Performs the Siegel-Tukey test on data x and y, where ties are handled by averaging ranks, not by asymptotic approximations.

Usage

siegel.test(x, y, alternative = c("two.sided", "less", "greater"), reverse = FALSE, 
            all.perms = TRUE, num.sim = 20000)

Arguments

x

Numeric vector of data values.

y

Numeric vector of data values.

alternative

A character string specifying the alternative hypothesis, and must be one of "two.sided" (default), "greater" or "less". Only the initial letter needs to be specified.

reverse

Logical; If FALSE (default), then assign rank 1 to the smallest observation. If TRUE, then assign rank 1 to the largest observation.

all.perms

Logical.
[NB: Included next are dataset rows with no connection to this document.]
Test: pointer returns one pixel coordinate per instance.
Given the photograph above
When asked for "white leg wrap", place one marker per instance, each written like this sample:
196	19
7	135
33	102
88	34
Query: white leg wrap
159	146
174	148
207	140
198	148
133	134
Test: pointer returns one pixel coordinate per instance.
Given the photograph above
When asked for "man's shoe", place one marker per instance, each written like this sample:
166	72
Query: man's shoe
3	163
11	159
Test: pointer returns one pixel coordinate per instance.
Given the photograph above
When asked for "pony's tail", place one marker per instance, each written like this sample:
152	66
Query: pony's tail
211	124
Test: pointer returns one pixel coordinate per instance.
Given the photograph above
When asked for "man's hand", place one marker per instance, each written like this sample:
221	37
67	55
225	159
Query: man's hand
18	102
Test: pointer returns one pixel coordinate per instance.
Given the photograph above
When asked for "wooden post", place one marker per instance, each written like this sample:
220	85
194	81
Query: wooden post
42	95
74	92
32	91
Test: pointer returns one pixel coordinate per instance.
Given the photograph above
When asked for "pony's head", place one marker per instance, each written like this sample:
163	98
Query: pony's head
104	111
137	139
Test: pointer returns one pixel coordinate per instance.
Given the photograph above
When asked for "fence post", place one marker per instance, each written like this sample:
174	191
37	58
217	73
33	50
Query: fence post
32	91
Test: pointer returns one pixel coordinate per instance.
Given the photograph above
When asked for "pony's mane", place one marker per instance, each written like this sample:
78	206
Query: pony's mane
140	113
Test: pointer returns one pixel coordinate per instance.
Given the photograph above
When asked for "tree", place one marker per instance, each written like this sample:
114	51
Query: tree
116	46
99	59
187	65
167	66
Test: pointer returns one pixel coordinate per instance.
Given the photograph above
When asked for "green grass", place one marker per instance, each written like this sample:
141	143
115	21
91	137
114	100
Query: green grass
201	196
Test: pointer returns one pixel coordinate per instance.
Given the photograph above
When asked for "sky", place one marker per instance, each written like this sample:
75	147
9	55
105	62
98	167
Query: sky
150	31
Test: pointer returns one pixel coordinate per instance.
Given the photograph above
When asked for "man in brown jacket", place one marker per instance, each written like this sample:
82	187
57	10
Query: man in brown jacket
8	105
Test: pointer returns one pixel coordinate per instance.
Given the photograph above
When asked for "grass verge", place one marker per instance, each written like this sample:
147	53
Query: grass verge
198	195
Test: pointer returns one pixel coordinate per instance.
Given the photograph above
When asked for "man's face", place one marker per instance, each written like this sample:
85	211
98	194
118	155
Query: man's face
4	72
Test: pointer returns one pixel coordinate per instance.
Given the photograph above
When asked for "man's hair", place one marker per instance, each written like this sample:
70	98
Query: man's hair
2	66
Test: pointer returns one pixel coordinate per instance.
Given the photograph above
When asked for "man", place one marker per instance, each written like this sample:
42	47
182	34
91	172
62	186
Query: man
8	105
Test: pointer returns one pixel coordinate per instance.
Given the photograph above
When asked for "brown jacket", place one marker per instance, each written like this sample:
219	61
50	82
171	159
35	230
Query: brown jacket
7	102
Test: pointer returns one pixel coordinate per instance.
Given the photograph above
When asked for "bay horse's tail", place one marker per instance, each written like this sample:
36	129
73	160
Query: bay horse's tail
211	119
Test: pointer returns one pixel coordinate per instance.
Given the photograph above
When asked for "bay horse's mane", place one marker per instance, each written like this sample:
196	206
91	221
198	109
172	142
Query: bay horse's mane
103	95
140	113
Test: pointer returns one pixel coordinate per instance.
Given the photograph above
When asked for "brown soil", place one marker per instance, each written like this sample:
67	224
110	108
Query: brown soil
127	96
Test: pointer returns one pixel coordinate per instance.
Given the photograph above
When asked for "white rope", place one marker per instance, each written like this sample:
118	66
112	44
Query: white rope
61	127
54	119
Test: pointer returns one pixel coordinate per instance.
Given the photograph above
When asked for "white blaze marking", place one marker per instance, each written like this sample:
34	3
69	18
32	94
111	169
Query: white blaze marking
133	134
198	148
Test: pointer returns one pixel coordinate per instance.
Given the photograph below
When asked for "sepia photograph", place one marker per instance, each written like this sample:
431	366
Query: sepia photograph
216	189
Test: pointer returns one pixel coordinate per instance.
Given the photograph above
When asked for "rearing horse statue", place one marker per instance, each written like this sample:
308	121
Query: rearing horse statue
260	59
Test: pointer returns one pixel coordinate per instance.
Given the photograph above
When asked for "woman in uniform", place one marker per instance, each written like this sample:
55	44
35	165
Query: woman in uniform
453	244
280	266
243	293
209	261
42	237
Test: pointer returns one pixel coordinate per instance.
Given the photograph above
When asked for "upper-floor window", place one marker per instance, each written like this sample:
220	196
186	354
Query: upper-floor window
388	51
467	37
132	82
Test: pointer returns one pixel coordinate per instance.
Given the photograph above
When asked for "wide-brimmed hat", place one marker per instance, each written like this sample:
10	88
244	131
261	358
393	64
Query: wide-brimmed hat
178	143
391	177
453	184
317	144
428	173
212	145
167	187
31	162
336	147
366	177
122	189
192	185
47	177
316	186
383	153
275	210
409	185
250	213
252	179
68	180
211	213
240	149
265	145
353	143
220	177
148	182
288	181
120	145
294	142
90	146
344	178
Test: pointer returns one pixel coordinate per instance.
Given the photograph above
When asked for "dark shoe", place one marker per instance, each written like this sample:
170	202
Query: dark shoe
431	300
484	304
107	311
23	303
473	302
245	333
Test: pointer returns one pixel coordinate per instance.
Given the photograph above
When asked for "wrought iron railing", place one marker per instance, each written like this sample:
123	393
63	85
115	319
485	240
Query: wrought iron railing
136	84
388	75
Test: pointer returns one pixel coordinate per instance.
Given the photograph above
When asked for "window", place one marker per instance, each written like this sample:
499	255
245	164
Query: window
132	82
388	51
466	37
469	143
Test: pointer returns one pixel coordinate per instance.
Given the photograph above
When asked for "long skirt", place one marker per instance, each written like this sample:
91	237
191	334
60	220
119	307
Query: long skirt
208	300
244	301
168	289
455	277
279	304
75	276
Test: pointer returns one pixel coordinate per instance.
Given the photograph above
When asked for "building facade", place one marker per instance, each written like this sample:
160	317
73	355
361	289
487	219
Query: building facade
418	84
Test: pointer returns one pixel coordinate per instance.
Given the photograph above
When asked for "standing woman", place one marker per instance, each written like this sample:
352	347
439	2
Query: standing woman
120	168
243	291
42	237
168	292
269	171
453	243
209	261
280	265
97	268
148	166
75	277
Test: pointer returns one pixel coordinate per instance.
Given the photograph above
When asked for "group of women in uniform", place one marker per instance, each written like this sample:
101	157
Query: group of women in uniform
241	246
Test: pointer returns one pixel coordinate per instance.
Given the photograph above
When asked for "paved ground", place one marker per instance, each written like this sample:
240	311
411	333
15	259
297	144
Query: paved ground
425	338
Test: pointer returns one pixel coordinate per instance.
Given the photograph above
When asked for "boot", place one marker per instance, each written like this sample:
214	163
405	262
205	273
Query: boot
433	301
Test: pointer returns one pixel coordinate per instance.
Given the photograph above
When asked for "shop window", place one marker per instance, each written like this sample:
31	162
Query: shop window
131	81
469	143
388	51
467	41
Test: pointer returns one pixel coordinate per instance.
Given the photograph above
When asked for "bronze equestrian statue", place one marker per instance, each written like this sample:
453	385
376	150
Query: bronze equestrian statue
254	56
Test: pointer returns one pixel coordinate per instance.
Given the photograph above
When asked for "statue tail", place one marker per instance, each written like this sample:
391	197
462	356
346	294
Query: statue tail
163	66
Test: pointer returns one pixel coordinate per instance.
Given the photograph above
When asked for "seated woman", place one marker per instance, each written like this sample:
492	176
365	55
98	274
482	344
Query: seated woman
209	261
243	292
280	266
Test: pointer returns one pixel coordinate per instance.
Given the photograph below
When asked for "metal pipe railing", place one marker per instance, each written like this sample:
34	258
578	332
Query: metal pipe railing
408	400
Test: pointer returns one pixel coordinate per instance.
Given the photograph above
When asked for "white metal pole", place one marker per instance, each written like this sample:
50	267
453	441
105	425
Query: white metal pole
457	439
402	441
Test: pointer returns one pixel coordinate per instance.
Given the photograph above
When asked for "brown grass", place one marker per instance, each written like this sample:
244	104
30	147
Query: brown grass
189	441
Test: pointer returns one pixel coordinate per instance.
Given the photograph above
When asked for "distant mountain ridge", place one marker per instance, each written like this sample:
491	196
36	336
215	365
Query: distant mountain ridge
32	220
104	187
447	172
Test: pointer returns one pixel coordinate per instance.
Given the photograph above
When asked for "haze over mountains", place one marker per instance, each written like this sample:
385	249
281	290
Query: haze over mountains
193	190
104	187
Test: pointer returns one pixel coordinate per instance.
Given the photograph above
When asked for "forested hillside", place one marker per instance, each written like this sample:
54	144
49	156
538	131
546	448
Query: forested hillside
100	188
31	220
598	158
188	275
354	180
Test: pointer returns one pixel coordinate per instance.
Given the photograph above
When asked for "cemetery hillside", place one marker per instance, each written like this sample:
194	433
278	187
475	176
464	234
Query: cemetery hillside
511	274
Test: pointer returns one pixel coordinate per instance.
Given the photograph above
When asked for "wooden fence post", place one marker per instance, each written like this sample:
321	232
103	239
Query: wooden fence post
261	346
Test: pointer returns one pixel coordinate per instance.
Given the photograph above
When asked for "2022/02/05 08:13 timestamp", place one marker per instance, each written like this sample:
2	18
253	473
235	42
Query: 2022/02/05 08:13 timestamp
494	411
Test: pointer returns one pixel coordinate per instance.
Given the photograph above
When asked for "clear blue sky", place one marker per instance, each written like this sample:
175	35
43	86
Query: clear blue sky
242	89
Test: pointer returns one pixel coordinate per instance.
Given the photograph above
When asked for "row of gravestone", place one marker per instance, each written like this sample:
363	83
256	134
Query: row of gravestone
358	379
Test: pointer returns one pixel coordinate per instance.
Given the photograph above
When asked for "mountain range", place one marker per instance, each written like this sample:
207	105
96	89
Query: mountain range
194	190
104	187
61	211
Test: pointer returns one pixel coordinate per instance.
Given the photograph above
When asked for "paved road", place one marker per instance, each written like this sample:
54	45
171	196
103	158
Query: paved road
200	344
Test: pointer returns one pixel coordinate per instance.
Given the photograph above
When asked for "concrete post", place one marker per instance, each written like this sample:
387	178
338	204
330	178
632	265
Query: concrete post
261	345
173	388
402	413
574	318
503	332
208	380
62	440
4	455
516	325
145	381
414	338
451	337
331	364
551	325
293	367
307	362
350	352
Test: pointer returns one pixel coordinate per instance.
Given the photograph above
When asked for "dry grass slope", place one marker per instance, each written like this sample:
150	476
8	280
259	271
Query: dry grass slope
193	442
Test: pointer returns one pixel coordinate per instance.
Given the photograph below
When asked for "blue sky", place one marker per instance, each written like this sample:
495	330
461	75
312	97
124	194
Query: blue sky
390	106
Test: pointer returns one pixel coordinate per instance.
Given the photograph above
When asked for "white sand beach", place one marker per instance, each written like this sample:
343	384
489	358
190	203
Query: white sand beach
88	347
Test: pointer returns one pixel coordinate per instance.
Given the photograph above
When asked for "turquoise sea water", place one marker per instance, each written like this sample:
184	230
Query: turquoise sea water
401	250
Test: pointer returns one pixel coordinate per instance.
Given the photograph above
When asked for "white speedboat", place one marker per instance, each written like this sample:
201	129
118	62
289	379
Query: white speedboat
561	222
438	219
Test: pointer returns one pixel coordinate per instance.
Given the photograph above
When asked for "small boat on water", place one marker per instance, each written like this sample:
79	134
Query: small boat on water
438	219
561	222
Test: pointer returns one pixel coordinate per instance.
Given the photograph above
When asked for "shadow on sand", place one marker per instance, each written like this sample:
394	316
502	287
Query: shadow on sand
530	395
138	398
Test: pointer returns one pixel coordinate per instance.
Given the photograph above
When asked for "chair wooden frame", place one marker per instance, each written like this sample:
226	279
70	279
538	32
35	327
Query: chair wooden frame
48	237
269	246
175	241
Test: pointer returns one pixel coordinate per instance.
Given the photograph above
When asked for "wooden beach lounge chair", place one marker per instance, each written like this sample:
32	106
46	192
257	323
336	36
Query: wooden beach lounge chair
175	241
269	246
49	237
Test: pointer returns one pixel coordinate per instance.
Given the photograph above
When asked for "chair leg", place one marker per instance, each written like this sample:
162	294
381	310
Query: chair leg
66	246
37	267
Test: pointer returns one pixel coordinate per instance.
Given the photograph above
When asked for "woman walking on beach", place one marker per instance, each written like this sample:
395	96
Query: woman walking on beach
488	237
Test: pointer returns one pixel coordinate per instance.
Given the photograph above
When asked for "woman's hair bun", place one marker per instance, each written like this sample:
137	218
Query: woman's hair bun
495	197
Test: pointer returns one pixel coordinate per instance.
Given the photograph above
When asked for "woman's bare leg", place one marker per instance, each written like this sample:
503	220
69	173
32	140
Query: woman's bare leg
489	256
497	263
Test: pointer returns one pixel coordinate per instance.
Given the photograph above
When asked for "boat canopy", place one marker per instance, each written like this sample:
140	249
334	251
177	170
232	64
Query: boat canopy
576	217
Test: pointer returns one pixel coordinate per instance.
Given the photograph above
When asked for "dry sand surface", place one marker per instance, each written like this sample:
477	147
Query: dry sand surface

The exact p-value is attempted when all.perms (i.e., all permutations) is TRUE (default), and is simulated when all.perms is FALSE or when computing an exact p-value requires more than num.sim calculations.

num.sim

The upper limit on the number of permutations generated.

Value

alternative

Same as the input.

rank.x

The Siegel-Tukey ranks of the data x.

rank.y

The Siegel-Tukey ranks of the data y.

p.value

The p-value of the test.

Details

Since the logical value of reverse may affect the p-value, yet neither logical value of reverse is preferred over the other, one should consider using ansari.test instead.

References

Higgins, J. J. (2004) Introduction to Modern Nonparametric Statistics.

See Also

ansari.test, rmd.test, and perm.test

Examples

Run this code
# NOT RUN {
# The same data are used in the following two commands.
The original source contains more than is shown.